On the way out, I noticed a pretty big snapping turtle near a fence along the road. It was too big to get through the fence, so I didn't worry about it. On the way back, I noticed a small snapper had just come through the fence onto the bike path. After the bike path is a 4 lane road with curbs. This little turtle had not business going on the road. So I picked it up, put it back through the fence and pointed it at the pond. I lectured it about going to the pond and not to the road. As I went a little further, I passed the big turtle again. It had been going along the fence, but would soon come to a gate in the fence where it might get under and get onto the road. Oh shoot! But I can't save this turtle.
Why do turtles need to cross the road? Why didn't these two turtles stay in their pond? Why does a human pretend to run across Tennessee? In the month of May, I have completed 287 miles of the race. I'm not yet half way but getting close. Their are 19,000 humans and dogs running across Tennessee. I know two 70 something ladies who are running across Tennessee. One of them plans to do a double: after running across, she will run back (and get another award).
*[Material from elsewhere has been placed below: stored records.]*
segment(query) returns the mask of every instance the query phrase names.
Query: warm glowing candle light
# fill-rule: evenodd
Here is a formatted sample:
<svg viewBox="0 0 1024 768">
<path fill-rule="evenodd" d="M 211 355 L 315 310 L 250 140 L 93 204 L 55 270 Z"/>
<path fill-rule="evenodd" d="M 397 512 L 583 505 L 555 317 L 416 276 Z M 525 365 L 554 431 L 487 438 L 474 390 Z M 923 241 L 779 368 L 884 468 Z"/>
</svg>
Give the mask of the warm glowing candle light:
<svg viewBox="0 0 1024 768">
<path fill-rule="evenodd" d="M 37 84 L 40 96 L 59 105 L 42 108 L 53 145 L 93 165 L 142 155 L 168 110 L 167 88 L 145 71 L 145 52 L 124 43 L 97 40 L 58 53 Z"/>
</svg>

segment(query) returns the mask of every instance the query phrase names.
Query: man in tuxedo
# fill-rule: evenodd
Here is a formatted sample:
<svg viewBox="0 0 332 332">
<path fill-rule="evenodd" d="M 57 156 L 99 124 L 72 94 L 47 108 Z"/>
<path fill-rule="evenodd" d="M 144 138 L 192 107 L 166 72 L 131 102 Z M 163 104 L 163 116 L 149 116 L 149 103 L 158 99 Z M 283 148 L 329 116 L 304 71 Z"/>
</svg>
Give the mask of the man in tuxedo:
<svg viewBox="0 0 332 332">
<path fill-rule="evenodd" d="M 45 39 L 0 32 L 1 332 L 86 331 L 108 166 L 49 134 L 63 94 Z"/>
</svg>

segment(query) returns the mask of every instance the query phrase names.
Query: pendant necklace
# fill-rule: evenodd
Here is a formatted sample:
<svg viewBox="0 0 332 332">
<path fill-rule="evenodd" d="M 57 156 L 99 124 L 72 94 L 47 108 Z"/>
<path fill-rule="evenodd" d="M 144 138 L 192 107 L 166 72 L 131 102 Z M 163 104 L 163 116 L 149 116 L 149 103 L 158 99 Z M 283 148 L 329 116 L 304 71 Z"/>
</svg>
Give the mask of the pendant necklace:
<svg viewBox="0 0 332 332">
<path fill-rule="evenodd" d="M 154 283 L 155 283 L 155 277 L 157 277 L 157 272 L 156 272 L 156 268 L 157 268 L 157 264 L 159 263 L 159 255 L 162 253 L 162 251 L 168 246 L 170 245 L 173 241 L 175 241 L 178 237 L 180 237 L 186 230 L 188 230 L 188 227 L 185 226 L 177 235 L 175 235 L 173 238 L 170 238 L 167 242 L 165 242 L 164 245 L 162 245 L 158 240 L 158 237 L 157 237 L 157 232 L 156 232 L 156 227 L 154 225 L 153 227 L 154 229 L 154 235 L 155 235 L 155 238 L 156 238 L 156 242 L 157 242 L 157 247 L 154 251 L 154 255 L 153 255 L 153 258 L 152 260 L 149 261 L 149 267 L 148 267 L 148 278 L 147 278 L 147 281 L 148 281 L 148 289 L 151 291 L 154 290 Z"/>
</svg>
Yes, the race offers this double option. The winners of the race finished the outward journey in 11 or 12 days. And most of them started back.
My new normal includes my part time gig at Starbucks. I wear a mask while on shift. Not fun, but doable. I can't really describe how good I feel after a fun shift at Starbucks. And how I appreciate the paycheck that I actually worked for.
My realization this week: I have spent most of my adult life trying to fix me. My emotional condition has improved alot over the past 34 years, but really, I am not broke. And the main thing I want to fix is "being as good as some other person." I think I am ready to stop the self help. I really want to know who I am, but first, I have to stop trying to be someone else. My life is perfectly situated to just be me.
So I like running across Tennessee! So what if it is an entirely stupid or useless thing to do. I like making coffee, simple work of my hands. So what if I am no longer one of the knowledge workers sitting at home with their lap top or only make $10/hour. I can't meditate very well. In my estimation, my mind has never been quiet, despite 30 years of trying to make it so. So what. So what if I never achieve anything.
Well, I do have a legacy: that girl who runs, and people like what I say in AA meetings. That is about it. When I quit Starbucks, I'll be remembered as that old lady who used to work here.
Map of my long run.
A map of the course across Tennessee showing my position at mile 287:
Gotta go. It is time for Terrie Gross and weight lifting.